The survey offers very interesting graphs that indicate what is the quantum of money going to various socio-economic sectors, from the overall GSDP and from the overall government expenditure. It is interesting that while energy takes more than 16 percent of the state’s expenditure, the entire social sectors takes only 15 percent!

Per capita income                                        

The per capita income during 2017-18 at constant 2011-12 prices (NSDP) is estimated at Rs.65615 while the per capita income of Rs 61349 was registered in financial year 2016-17.  The per capita income during 2017-18 at current prices is estimated at Rs. 86108 while per capita income during 2016-17 stood at Rs. 77918 at current Prices. The projected per capita income at current and constant 2011-12 prices for the year 2018-19 are roughly estimated at Rs. 94992 and Rs. 69221 respectively.

Key Concerns

It is a section on the key concerns of the state. It lists unemployment as a major concern but the chapter offers details of what the J&K EDI has done. It bears no mention what other departments have done. The other area of concern include poverty and the prices and food management. The statistics about the food management offers a clear idea about what it costs to keep hunger at a stone’s throw in wake of the massive conversion of the paddy fields into orchards over the years.

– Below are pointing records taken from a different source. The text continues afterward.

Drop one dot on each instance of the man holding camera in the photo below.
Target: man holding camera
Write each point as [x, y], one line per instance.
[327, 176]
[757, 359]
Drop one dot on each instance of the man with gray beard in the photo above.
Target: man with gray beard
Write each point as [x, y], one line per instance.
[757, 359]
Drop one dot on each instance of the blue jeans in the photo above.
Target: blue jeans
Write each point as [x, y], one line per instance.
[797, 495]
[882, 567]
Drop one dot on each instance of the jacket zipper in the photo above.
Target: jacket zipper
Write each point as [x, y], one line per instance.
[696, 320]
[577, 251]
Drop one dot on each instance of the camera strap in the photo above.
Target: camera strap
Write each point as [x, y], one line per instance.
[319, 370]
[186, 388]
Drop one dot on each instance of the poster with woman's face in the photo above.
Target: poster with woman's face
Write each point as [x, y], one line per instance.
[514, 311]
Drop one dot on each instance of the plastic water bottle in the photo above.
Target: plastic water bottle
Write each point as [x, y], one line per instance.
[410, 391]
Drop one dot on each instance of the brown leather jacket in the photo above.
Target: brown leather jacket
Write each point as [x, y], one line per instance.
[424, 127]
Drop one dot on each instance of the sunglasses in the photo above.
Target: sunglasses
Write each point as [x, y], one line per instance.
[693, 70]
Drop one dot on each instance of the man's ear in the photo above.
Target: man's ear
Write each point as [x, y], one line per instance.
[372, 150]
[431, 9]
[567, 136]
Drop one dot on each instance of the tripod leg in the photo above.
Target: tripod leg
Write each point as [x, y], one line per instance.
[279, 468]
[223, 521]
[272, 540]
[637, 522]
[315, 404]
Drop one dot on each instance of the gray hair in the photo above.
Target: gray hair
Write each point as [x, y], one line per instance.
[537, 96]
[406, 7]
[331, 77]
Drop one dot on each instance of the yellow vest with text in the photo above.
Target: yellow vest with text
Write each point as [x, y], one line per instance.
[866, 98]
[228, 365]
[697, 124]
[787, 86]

They lived in abject poverty and weaved magic. An undated British Library photograph

“During the year 2015-16 the import of foodgrains was recorded at 755.85 thousand metric tonnes, which was 0.12% less than the imports of 2014-15. However, due to the implementation of “Mufti Mohammad Mohammad Sayeed Food Entitlement Scheme” w.e.f. from July 2016, the import of foodgrains during the year 2016-17 was recorded at 952.55 thousand metric tonnes, which was 26.02% more than previous year. The import of foodgrains during the year 2017-18 upto October, 2017 has been recorded at 526.74 thousand metric tons,” the survey reveals.

The Survey has identified various areas in which the allocations are not being spent. In horticulture, the actual spending in last two financial years have been Rs 17.15 crore and Rs 35.56 crore against the allocations of Rs 190.73 crore and Rs 124.29 crore, respectively. The government has allocated Rs 184.98 crore in the current fiscal.  Under High Density plantation Rs 1476.00 lakh were allocated and an expenditure of Rs 1332.99 lakh was incurred against 36 hectares of High Density Orchards(31 Ha. Private and 05 Ha. Public Sector).

Interestingly, the Survey said that as many as 7309285 visitors came to the state which included 259170 to Ladakh and 1050480 to Kashmir, excluding Amarnath! These numbers are up to October only which means it will be more.